The Quileute Nation on Washington’s Olympic Peninsula has found itself in the spotlight with the runaway success of Stephenie Meyer’s “Twlight” series and the subsequent release of movies based on the series. “New Moon,” the second film, came out earlier this month. “New Moon’s” Wolfpack features members of the Quileute Nation, and Native actors play their roles. (In Summit Entertainment photo above, from left, Alex Meraz as Paul, Chaske Spencer as Sam Uley, Bronson Pelletier as Jared and Kiowa Gordon as Embry Call.)
The tribe is taking the attention as what you might call a teachable moment, according to this story by Paige Dickerson of the Peninsula Daily News.

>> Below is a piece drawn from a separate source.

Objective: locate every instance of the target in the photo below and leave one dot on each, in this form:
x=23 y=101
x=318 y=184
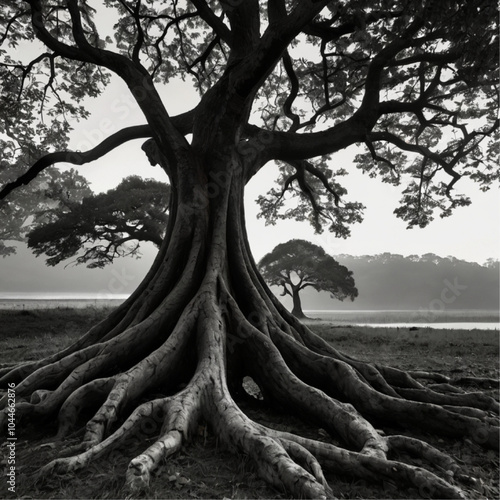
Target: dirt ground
x=203 y=469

“The Twilight phenomenon gives the Quileutes the opportunity to educate those about who we are by way of sharing our own stories, food, song and dance passed down from generation to generation,” says said tribal councilwoman Anna Rose Counsell.Chris Morganroth III, who is Quileute, tells young people the tribe’s legends, which include Spirit beings whoa re able to transform themselves in to people or animals.
“Twlight” focuses on teenage Bella who is in love with a vampire. In “New Moon,” her best friend, Jacob Black a Quileute teen, and his Quileute friends turn into werewolves when angered. That’s definitely not part of Quileute lore.
But, he tells Dickerson, “if Ms. Meyer wanted to make up a story about werewolves, that is her thing — it helped make the characters more interesting.”
Visitors to the Quileute Nation – there have been 70,000 so far this year, the tribe estimates – can hear traditional storytelling on special fan weekends. The tribe also hosts weekly healing drum circles on Wednesdays at 5:30 p.m. at the Community Center where fans can learn more about its culture, Dickerson reports.
Meanwhile, she writes here, the tribe isn’t about to translate a Quileute phrase that Jacob Black whispers when he kisses Bella in “New Moon.”
“Please know we would love to translate the phrase for you, but out of respect for Jacob and his feelings for Bella, we are going to keep that private for now,” says tribal publicist Jackie Jacobs.